Just as I figured it was my turn at the top of Tony's bad list this weekend, FoxSports.com's Lee Spencer asked a question to which Stewart reckoned she knew the answer, and he said, "Go take a seat beside Hinton."
"So does Lee pass me for depth and knowledge of the sport?" I heckled.
"Uh no," Stewart said.
Then Scenedaily.com's Bob Pockrass asked a highly technical question about rules for a backup car after Stewart had crashed his primary during opening practice. Pockrass asked if Stewart wouldn't have to go to the back of the field (which you do if you wreck a car during or after qualifying). But Stewart shot back that Pockrass ought to know that if you wreck a car before qualifying and go to a backup, but keep the same primary engine, then you can start where you qualify.
It was a minute technicality that has rarely if ever come up before, but Stewart pointed out that "It's only been in the rule book for five or six years, Bob Hinton, pull up another chair over there beside you."
Then some local New England TV guy threw one right in Stewart's wheelhouse, asking if Stewart might ever go back to drive in the Indianapolis 500 again.
"Probably not, unfortunately," Stewart said. "We've answered that one about 8 million times too."
Then he went on to give a nice, elaborate answer as to why not. But he just had to get his shot in.
After the conference broke up, Stewart came over to me, grinning, saying, "You knew the answer to that question Bob Pockrass asked -- "
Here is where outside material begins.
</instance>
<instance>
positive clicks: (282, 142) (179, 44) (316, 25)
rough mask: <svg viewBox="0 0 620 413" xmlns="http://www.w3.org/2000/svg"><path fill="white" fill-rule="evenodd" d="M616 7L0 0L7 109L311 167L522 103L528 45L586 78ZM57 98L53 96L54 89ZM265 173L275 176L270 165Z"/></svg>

I hung my head. The rule was so minute, and had come up so rarely
I found a way to evade, bob and weave.
"You mean the rule about wrecking a car before you qualify," I said.
"Yeah," he said.
I nodded. He nodded. I was out of that one.
"So," I said, "Did Pockrass pass me at the checkered flag for depth and knowledge of the sport?"
"No," Stewart said. "We look at the big picture, long term."
"Lifetime achievement," cracked his chief publicist, Mike Arning.
Just an afternoon of life around Tony.